Em busca de uma exposição a respeito da relação entre crença e ateísmo (O ateísmo é uma crença?), encontrei uma série de bons trabalhos, incluindo um ótimo texto, bem argumentado, que me mostrou não só que o ateísmo é antes uma não-crença que uma crença, como também circunscreve uma definição de ateísmo relacionado à crença. Farei um resumo aqui da maneira mais simples possível.

Desde Platão, a noção de conhecimento ficou conhecida como uma “crença verdadeira e justificada”. Isso significa que para dizermos que acreditamos numa coisa, basta tendermos a aceitar aquela coisa como verdade; porém, para dizer que sabemos algo, ou seja, que conhecemos, essa nossa crença deve ser justificada.
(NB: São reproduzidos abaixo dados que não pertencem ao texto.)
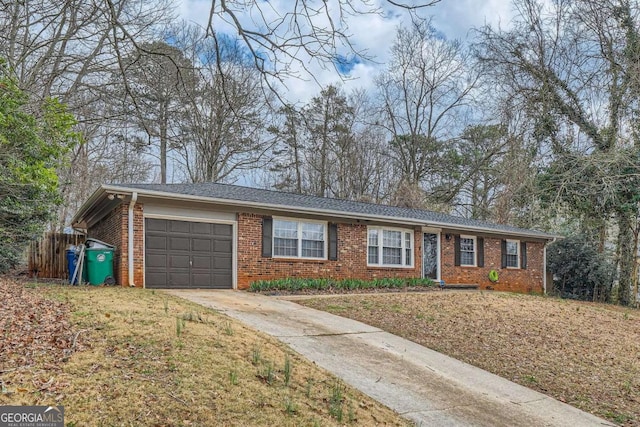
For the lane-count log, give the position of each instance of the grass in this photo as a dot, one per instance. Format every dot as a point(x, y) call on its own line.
point(132, 367)
point(584, 354)
point(331, 285)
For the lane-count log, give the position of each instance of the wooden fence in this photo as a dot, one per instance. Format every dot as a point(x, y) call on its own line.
point(48, 257)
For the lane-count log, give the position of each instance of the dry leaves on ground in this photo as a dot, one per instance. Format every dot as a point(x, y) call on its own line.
point(584, 354)
point(34, 329)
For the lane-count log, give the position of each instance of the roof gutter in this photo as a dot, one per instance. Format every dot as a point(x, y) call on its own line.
point(406, 221)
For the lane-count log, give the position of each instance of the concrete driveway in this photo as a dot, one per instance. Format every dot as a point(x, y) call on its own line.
point(422, 385)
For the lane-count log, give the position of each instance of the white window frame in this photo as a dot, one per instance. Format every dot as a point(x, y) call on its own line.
point(475, 251)
point(506, 249)
point(403, 248)
point(300, 222)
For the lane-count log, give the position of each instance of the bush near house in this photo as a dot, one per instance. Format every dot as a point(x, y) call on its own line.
point(579, 270)
point(300, 284)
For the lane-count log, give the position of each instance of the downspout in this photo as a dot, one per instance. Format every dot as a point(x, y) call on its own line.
point(544, 266)
point(544, 269)
point(132, 203)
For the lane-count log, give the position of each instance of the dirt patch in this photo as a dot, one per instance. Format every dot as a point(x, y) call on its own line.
point(146, 358)
point(584, 354)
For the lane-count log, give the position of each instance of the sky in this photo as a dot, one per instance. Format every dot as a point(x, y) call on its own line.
point(453, 18)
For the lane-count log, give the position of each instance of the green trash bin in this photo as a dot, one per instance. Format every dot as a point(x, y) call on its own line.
point(100, 266)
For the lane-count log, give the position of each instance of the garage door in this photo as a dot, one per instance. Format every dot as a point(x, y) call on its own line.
point(184, 254)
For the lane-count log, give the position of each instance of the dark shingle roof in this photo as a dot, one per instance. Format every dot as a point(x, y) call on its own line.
point(291, 200)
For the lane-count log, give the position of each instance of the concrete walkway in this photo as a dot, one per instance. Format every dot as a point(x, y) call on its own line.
point(420, 384)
Com o advento da lógica aristotélica, foi possível relacionar as crenças não com coisas, mas sim com proposições (pensamento expresso na forma declarativa, afirmações na forma de sujeito e predicado).

Sendo assim, se eu digo “A chuva é fria”, temos aí uma proposição, algo que declara antes um pensamento meu que a realidade em si da chuva. A crença é “estado mental disposicional, que tem como conteúdo uma proposição, verdadeira ou falsa”. Ou seja, além de conter uma proposição (uma expressão declarativa de um pensamento) a crença é disposicional (uma disposição a aceitar como verdade uma proposição).
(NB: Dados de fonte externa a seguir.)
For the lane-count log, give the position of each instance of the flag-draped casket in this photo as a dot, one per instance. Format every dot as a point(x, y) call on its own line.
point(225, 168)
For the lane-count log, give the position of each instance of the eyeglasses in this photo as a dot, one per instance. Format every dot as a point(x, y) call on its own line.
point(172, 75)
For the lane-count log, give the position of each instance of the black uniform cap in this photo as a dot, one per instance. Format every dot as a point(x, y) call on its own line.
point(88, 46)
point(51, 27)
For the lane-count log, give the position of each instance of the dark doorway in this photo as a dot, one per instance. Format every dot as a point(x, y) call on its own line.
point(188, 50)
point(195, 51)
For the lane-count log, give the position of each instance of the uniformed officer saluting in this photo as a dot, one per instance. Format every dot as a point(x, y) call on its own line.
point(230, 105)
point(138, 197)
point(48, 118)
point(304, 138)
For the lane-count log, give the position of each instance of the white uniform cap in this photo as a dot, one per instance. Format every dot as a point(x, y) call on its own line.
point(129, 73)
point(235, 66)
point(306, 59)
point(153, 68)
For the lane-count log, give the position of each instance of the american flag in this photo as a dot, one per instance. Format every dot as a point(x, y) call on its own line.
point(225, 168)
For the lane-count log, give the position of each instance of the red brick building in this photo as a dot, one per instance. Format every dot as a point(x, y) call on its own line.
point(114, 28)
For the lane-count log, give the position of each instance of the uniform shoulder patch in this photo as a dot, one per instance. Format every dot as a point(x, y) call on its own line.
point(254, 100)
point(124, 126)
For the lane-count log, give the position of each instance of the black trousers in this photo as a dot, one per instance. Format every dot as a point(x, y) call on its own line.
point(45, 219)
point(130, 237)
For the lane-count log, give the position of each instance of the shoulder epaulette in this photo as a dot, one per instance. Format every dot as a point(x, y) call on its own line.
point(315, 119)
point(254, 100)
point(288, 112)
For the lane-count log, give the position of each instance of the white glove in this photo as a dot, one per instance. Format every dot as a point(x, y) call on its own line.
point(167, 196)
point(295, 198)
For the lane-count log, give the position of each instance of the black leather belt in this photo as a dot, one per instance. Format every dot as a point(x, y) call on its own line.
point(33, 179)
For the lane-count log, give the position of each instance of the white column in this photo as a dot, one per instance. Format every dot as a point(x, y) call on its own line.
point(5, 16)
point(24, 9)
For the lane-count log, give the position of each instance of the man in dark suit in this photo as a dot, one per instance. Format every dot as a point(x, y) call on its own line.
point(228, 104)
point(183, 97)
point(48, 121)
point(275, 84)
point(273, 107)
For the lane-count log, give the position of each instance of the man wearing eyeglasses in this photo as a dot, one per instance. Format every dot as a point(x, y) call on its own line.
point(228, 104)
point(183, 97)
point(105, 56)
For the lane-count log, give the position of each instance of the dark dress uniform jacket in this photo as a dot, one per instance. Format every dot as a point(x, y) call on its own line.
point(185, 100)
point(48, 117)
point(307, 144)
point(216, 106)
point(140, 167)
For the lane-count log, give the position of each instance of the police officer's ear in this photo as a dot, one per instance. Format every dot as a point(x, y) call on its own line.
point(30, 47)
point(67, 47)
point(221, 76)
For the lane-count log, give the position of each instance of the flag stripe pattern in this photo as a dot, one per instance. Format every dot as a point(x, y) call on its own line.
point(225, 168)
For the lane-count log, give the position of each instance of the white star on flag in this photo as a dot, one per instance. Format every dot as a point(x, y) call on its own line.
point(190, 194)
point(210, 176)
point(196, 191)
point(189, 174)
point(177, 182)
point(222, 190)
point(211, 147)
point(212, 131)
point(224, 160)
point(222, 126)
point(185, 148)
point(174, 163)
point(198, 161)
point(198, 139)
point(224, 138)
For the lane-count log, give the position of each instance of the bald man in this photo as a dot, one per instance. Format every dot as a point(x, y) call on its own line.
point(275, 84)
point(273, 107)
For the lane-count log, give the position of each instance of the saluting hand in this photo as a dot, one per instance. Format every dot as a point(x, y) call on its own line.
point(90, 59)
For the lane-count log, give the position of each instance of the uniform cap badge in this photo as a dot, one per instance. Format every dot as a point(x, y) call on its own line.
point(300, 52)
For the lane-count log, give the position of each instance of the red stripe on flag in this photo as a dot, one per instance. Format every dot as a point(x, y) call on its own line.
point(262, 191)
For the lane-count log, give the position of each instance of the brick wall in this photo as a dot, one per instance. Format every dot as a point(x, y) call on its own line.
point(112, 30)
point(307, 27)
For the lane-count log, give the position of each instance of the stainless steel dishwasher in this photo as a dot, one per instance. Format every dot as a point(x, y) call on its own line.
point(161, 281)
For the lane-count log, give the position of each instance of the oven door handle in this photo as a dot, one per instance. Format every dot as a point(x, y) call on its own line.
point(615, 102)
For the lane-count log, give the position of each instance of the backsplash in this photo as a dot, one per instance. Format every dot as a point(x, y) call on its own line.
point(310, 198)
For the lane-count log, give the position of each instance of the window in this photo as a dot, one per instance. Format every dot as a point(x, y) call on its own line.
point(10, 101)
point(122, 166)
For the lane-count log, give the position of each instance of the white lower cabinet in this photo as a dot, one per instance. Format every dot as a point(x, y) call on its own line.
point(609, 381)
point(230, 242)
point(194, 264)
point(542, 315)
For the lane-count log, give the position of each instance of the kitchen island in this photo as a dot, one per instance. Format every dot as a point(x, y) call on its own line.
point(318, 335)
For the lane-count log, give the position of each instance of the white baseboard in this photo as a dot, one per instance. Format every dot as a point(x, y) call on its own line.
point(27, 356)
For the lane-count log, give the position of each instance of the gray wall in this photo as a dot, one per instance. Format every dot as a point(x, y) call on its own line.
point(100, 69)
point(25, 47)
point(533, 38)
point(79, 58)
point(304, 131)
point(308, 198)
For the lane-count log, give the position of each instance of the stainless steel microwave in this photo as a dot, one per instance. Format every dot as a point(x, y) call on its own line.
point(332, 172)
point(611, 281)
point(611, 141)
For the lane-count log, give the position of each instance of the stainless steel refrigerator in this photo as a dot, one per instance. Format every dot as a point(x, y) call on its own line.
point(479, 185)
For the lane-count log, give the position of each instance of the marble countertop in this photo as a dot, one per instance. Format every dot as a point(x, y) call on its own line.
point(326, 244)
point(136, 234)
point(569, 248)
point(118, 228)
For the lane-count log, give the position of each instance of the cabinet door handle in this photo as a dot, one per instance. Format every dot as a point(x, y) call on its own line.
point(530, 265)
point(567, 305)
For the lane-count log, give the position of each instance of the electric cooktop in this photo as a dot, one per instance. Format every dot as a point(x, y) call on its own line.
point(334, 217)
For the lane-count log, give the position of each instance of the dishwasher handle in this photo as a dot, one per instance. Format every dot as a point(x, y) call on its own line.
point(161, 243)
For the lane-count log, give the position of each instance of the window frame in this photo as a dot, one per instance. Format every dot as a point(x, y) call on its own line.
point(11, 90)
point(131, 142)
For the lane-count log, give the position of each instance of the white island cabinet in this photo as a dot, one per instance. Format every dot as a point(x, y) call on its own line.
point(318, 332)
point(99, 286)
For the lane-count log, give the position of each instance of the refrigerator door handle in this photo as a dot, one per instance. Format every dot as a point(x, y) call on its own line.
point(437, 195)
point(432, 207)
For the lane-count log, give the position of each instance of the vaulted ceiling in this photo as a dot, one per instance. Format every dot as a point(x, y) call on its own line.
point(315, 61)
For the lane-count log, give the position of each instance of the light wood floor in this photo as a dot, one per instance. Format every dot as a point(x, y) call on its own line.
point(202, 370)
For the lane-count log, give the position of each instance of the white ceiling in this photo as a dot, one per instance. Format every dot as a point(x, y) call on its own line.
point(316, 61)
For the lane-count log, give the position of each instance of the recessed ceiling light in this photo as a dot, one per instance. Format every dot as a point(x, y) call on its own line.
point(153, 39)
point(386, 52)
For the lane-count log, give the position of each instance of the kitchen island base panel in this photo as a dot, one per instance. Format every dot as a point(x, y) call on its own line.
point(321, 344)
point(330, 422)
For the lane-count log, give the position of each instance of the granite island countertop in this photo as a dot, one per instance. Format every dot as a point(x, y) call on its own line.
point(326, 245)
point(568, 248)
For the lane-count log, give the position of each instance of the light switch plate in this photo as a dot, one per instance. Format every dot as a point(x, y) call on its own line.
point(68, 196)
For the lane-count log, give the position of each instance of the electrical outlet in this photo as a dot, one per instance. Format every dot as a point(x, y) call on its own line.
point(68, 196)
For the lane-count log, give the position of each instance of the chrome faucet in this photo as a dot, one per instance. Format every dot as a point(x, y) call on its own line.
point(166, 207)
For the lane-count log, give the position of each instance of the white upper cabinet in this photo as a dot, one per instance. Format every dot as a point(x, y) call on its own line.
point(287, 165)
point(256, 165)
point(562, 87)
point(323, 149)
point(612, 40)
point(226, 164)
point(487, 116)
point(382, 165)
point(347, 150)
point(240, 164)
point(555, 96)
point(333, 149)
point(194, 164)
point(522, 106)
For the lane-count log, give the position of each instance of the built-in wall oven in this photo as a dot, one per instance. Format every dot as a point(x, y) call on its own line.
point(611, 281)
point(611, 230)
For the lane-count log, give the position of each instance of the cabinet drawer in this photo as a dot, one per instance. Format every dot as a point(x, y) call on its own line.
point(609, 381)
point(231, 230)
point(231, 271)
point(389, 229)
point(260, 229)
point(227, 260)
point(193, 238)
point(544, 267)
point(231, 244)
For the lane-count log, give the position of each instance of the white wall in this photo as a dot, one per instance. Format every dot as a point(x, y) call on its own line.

Nesse contexto, o ateísmo, no fim das contas, se mostra antes uma rejeição da proposição “Deus existe”, do que a disposição a aceitar como verdade (crença) a proposição “Deus não existe”. Em outras palavras, o que define o ateísmo é simplesmente a não crença em divindades, sendo que isso não necessariamente implica na crença na não existência de divindades. Isso é um tanto complicado de se entender a principio. A divisão entre ateus fracos e fortes, criada e utilizada por alguns autores ateístas, nos ajuda a esclarecer a questão.
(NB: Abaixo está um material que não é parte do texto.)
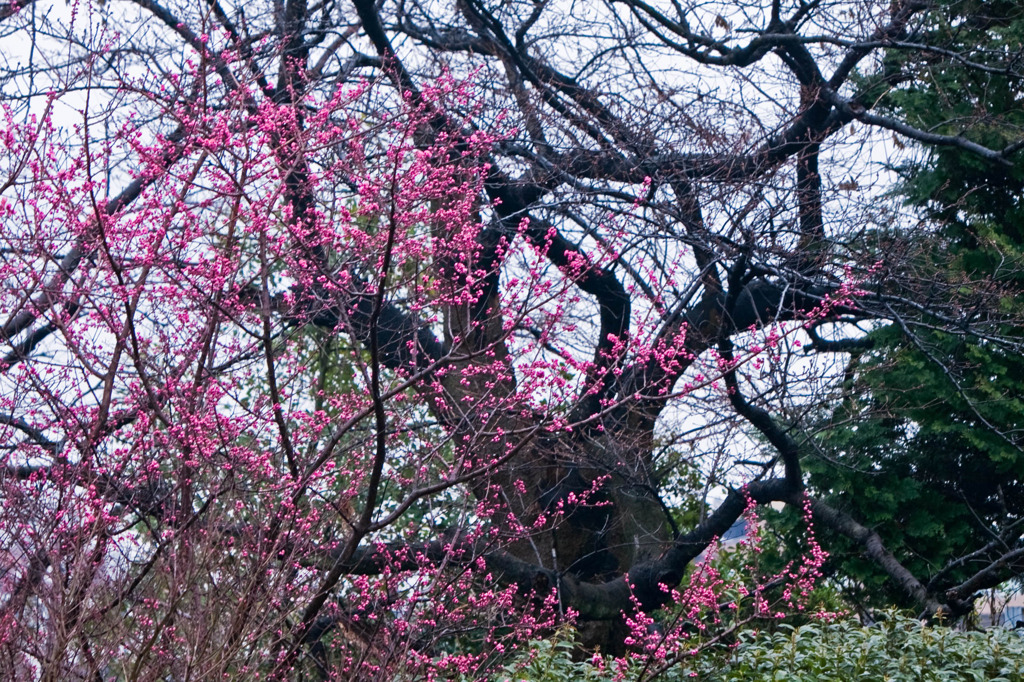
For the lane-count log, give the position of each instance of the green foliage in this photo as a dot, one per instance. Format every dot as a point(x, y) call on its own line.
point(898, 648)
point(923, 449)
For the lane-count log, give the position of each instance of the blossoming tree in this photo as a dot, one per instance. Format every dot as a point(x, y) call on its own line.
point(341, 338)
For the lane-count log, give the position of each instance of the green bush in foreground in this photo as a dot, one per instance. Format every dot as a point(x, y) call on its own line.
point(897, 649)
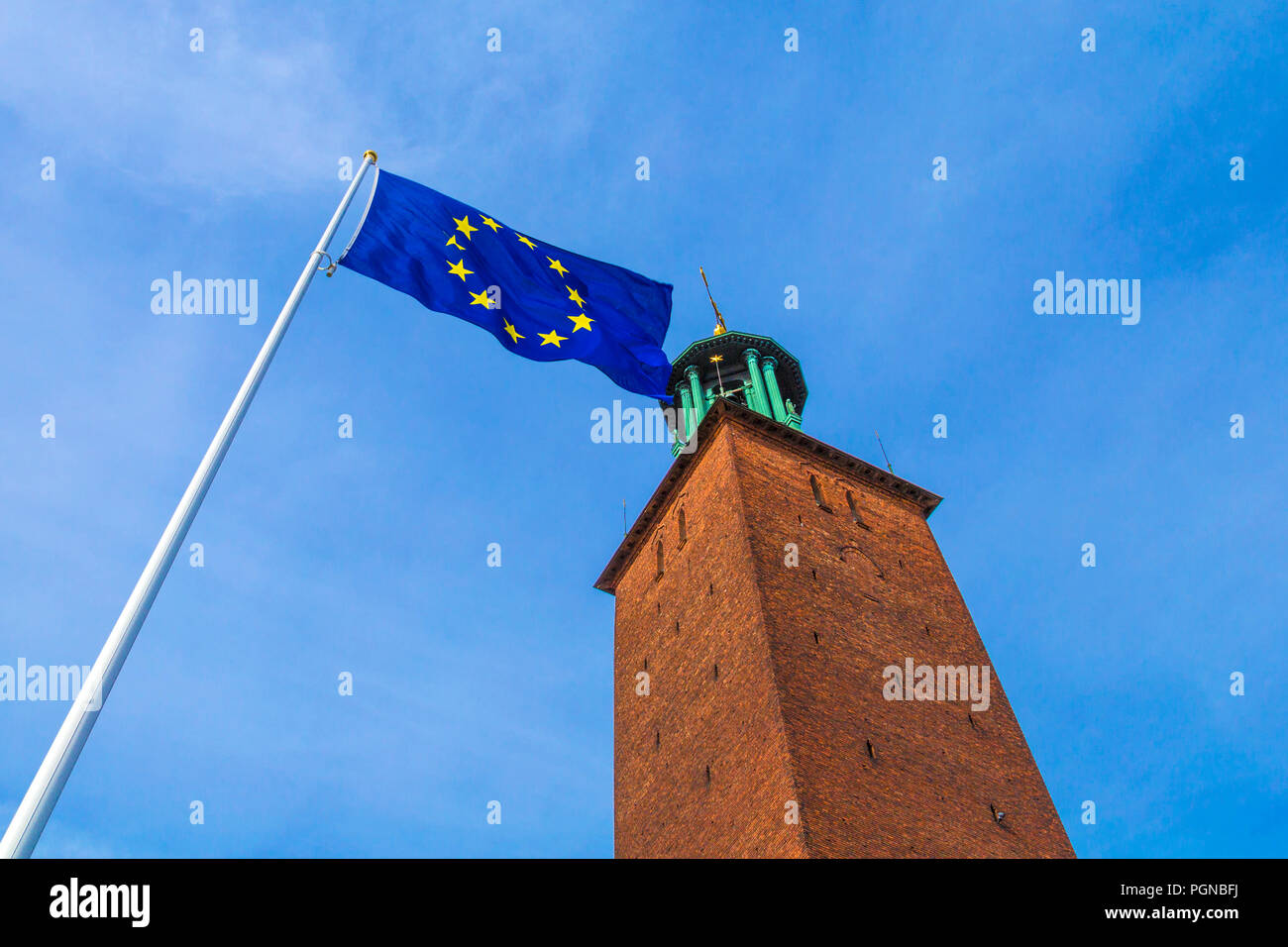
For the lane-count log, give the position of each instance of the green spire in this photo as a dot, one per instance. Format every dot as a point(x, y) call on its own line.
point(751, 369)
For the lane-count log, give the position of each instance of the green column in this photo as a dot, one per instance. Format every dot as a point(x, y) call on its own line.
point(758, 382)
point(776, 398)
point(699, 399)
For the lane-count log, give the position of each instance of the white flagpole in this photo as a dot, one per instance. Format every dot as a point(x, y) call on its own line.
point(33, 813)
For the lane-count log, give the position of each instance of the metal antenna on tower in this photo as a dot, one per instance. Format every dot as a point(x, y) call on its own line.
point(720, 326)
point(883, 453)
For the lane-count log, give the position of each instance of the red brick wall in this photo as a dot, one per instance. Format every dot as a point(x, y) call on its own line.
point(799, 693)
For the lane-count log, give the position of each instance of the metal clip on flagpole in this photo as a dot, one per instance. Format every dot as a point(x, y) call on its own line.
point(34, 810)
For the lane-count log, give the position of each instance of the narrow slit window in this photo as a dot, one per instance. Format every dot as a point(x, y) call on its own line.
point(854, 510)
point(818, 491)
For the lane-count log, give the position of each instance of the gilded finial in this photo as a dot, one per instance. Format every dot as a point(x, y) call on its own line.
point(720, 326)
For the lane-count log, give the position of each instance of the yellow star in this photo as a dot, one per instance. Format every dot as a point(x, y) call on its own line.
point(464, 227)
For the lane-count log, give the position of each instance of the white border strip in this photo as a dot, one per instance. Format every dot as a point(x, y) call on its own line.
point(370, 198)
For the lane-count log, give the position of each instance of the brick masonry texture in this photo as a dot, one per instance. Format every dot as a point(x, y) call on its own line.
point(765, 681)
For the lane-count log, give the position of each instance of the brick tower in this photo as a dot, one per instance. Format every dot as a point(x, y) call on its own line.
point(764, 595)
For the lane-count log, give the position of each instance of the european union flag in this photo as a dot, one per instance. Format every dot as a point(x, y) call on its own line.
point(540, 302)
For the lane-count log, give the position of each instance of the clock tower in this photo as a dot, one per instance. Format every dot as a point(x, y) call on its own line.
point(795, 672)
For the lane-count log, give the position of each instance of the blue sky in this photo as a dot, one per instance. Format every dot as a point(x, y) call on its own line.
point(769, 169)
O ateu forte seria aquele que além de rejeitar a proposição “Deus existe”, aceita a proposição “Deus não existe”. Ou seja, esse é um ateu que crê na não existência de Deus, justificando tal crença através da falta de evidências, por exemplo. Para ele, a ausência de evidências é a evidência da ausência. O ateu forte parece ser minoria entre os ateus. Para ser ateu, basta ser um ateu fraco.

O ateu fraco é aquele que simplesmente não acredita na existência de Deus, tem uma não-crença e rejeita a proposição “Deus existe”; porém, se colocarmos perante ele a proposição “Deus não existe”, ele também irá rejeitá-la. Alguns ficarão confusos aqui. Como ele pode rejeitar que Deus existe e Deus não existe? Rejeitar uma não implica em aceitar a outra? Não. Isso porque, novamente, a crença se relaciona com proposições e não com coisas.

Se alguém diz para mim “Seu primo é gordo” e eu rejeito, e esse mesmo alguém diz “Então, seu primo é magro”, eu posso rejeitar também porque, afinal de contas, eu posso não conhecer meu primo. Isso não significa que meu primo não existe. Ele pode existir e ser gordo, mas como não o conheço, nada posso afirmar de conhecimento sobre ele.

Para ser ateu, então, basta rejeitar a proposição “Deus existe” (pode-se falar também em rejeitar a existência divindades). Para além disso, caso alguém aceite a proposição “Deus não existe”, esse será um ateu forte, mas caso rejeite qualquer outra proposição sobre Deus, será um ateu fraco. Portanto, o ateu fraco é aquele que nada afirma sobre Deus, enquanto o ateu forte crê na não existência de Deus.

Mas, o ateu fraco não é o agnóstico? Não necessariamente. O que difere aqui é o referencial da posição. Teísta e ateísta são posições teológicas, enquanto o agnosticismo é uma posição epistemológica (do conhecimento). Ou seja, teologicamente falando, ou você é ateu ou não é. Não existe um meio termo aí chamado “agnóstico”.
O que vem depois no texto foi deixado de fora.